Like with $k$-nn, need a distance metric
* To determine how close instances so we can form clusters
* We'll use Euclidean distance

## Centroids
A centroid is the point in the center of a cluster. Using Euclidean distances, a cluster's centroid is its "average point" ...
* Specifically: each attribute value of the centroid is the average of the corresponding attribute value of the points in the cluster

### Lab Task 2
On paper, plot the following points of a cluster and plot its centroid (center point AKA average point of a cluster).

|att1 |att2|
|-|-|
|3 |4|
|6 |2|
|2 |1|
|5 |5|


## $k$-Means clustering algorithm
1. Pick a value of $k$
1. Select $k$ objects (arbitrarily) to use as initial centroids
1. Assign each instance to the cluster of its nearest centroid
1. Recalculate the centroids for the $k$ clusters
1. Repeat Steps 3-4 until the centroids no longer move (change)

Note that the resulting clusters depend on initial instances used as centroids
* e.g., starting with different instances can change the outcome
* One approach is to randomly pick $k$ instances as centroids

Q: What happens when $k$ = 1?
* We end up with only one cluster!

Q: What happens when $k = n$ for $n$ the number of instances?
* We end up with 1 cluster per instance (so, the original dataset)!


  
Why clustering?
* For prediction (e.g., determine instance's cluster, using voting)
* For data reduction (reduce dataset to one instance per cluster)
* For basic similarity search (e.g., find similar movies)
* For data exploration

## Lab Task 3
Consider the following dataset consisting of nine two-dimensional data points.

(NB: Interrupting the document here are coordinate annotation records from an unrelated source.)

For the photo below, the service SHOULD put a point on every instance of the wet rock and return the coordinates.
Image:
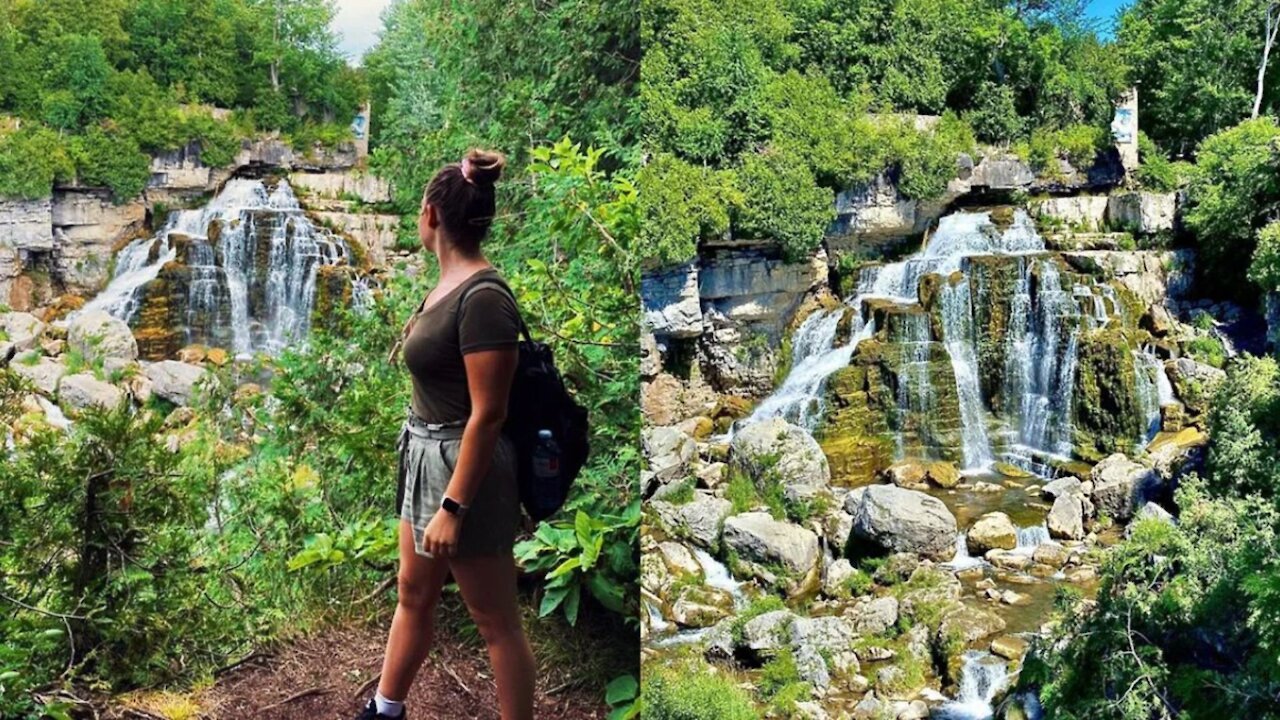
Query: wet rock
(700, 606)
(901, 520)
(1066, 518)
(1010, 647)
(44, 373)
(173, 381)
(96, 335)
(871, 616)
(83, 391)
(21, 329)
(1063, 486)
(991, 532)
(1120, 486)
(670, 452)
(762, 542)
(768, 633)
(776, 451)
(968, 624)
(699, 519)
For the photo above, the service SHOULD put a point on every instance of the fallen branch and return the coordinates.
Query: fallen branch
(307, 692)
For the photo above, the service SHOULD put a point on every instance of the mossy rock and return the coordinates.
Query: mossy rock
(1107, 415)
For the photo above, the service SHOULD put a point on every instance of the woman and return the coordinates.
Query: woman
(457, 496)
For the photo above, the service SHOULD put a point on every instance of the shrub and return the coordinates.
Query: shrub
(694, 695)
(781, 200)
(113, 160)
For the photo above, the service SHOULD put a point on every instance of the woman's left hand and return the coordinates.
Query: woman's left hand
(440, 537)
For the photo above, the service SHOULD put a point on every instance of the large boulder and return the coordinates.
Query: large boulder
(83, 391)
(44, 373)
(901, 520)
(174, 381)
(1066, 518)
(777, 452)
(670, 451)
(1120, 486)
(97, 336)
(766, 543)
(699, 519)
(993, 531)
(671, 304)
(22, 329)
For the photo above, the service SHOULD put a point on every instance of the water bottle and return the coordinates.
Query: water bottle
(547, 470)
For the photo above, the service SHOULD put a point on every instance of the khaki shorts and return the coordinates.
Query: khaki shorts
(428, 455)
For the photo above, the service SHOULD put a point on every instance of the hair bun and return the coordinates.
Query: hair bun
(483, 167)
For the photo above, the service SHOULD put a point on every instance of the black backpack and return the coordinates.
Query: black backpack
(539, 401)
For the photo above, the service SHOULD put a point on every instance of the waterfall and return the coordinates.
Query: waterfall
(1041, 356)
(717, 575)
(982, 678)
(959, 338)
(252, 258)
(814, 356)
(961, 560)
(915, 399)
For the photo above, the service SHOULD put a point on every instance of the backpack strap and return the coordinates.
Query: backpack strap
(408, 326)
(504, 287)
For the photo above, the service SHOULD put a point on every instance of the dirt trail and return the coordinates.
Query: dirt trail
(319, 678)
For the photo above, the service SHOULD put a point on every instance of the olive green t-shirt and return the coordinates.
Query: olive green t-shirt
(449, 329)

A (5,8), B (8,4), C (6,3), D (1,9), E (9,7), F (4,10), G (3,5), H (2,4), I (8,2). Use the k-means clustering algorithm to group these data points into clusters.


## Cluster Quality
The quality of the cluster is given by an "objective function"
* i.e., a function we want to minimize (in this case)

We'll use the "Total Sum of Squares" (TSS)
* The sum of squared distances to the centroid from cluster instances
$$TSS = \sum_{i=1}^{n}((x_i - \overline{x})^{2} + (y_i - \overline{y})^{2})$$

Can find good values for k experimentally- Elbow Method
* In general, we want small values for $k$ (i.e., fewer clusters)
* Start with $k$ = 2, then use TSS(total squared distance within clusters) to measure quality
* Move to $k$ = 3, $k$ = 4, and so on, until TSS begins to converge
* Select k at the first elbow point, where adding more clusters produces diminishing returns in TSS reduction.

### Lab Task 4
Calculate the TSS for the previous example.

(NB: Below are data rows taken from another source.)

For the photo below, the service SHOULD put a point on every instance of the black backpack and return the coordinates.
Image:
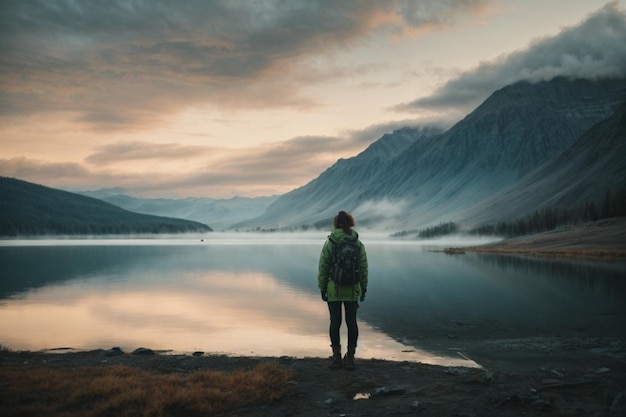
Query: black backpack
(345, 262)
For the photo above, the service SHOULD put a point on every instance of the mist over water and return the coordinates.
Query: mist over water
(257, 294)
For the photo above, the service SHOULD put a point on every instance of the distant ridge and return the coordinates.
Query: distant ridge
(443, 177)
(28, 209)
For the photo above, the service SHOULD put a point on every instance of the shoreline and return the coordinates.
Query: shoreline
(381, 387)
(601, 240)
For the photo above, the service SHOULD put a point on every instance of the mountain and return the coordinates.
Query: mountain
(442, 177)
(346, 180)
(28, 209)
(591, 167)
(219, 213)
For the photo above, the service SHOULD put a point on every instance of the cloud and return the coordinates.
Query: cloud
(121, 64)
(594, 49)
(171, 169)
(129, 151)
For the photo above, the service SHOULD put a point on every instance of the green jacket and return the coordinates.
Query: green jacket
(345, 293)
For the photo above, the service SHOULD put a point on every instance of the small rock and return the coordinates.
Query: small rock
(452, 370)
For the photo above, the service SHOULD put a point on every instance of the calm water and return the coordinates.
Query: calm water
(249, 294)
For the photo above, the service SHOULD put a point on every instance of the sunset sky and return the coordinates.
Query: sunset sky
(251, 98)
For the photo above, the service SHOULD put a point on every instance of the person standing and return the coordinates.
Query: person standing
(339, 294)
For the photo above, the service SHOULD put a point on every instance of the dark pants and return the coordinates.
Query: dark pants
(335, 322)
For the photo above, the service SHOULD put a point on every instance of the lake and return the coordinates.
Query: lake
(256, 294)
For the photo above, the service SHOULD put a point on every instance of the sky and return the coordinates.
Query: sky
(210, 98)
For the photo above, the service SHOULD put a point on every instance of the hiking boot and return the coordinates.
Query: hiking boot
(348, 361)
(336, 358)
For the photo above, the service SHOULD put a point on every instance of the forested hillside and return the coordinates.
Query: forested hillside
(28, 209)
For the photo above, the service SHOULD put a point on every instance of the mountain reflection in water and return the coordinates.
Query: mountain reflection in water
(259, 296)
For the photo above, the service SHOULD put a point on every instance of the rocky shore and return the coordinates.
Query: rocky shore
(584, 381)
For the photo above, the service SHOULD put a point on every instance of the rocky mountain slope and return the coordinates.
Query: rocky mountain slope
(442, 177)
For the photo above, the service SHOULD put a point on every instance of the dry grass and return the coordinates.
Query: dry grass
(129, 391)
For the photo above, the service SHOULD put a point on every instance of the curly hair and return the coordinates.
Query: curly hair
(343, 221)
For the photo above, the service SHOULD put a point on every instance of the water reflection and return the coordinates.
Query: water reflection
(239, 299)
(259, 296)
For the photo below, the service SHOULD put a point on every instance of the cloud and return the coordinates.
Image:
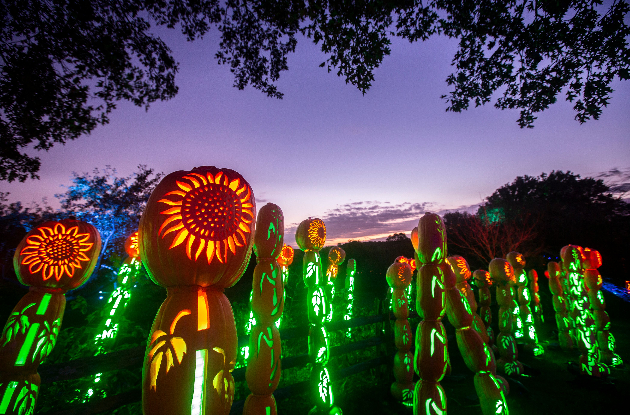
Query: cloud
(617, 179)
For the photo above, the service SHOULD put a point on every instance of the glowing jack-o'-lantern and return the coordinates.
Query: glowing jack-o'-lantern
(196, 235)
(311, 234)
(57, 254)
(53, 258)
(201, 221)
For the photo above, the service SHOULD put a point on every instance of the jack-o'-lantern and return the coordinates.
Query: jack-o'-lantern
(200, 221)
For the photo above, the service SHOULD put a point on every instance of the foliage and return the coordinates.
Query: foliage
(59, 81)
(112, 204)
(542, 214)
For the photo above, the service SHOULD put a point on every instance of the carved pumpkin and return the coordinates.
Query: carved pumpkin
(431, 239)
(57, 255)
(197, 228)
(311, 234)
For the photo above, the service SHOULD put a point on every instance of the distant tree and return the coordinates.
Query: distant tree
(59, 81)
(480, 238)
(397, 237)
(112, 204)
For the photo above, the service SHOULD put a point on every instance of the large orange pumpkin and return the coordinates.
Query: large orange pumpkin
(201, 221)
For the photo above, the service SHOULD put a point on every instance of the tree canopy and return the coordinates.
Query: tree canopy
(59, 81)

<!-- $$TSS = ((3 - 4)^2 + (4 - 3)^2) + ((6 - 4)^2 + (2 - 3)^2) +((2 - 4)^2 + (1 - 3)^2) + ((5 - 4)^2 + (5 - 3)^2) = 20$$
 -->

Notes on the TSS:
* Can work well here since we use Euclidean distance
* Especially if we don't apply the square root function when calculating distances (can just add up the distances used)
* TSS also penalizes bigger distances more

### Lab Task 5
Let's implement k-means clustering with k = 2 using height and weight data from [this site](https://www.listendata.com/2017/12/k-nearest-neighbor-step-by-step-tutorial.html)
1. Starter code functions:
    * `perform_k_means_clustering(table, k)`
    * `compute_cluster_centroids(table, k)`
    * `find_nearest_cluster(instance, centroids)`
    * `check_clusters_moved(old_centroids, new_centroids)`
1. (when your k-means algorithm is implemented) Is there a relationship between the clusters formed and T-shirt size?
1. (when your k-means algorithm is implemented) Let's say there is a new customer named 'Monica' has height 161cm and weight 61kg. What cluster does Monica belong to? Can we conclude anything about her T shirt size?

Note: because we use the Euclidean distance function, we don't want to forget to normalize the dataset before applying k-means clustering!!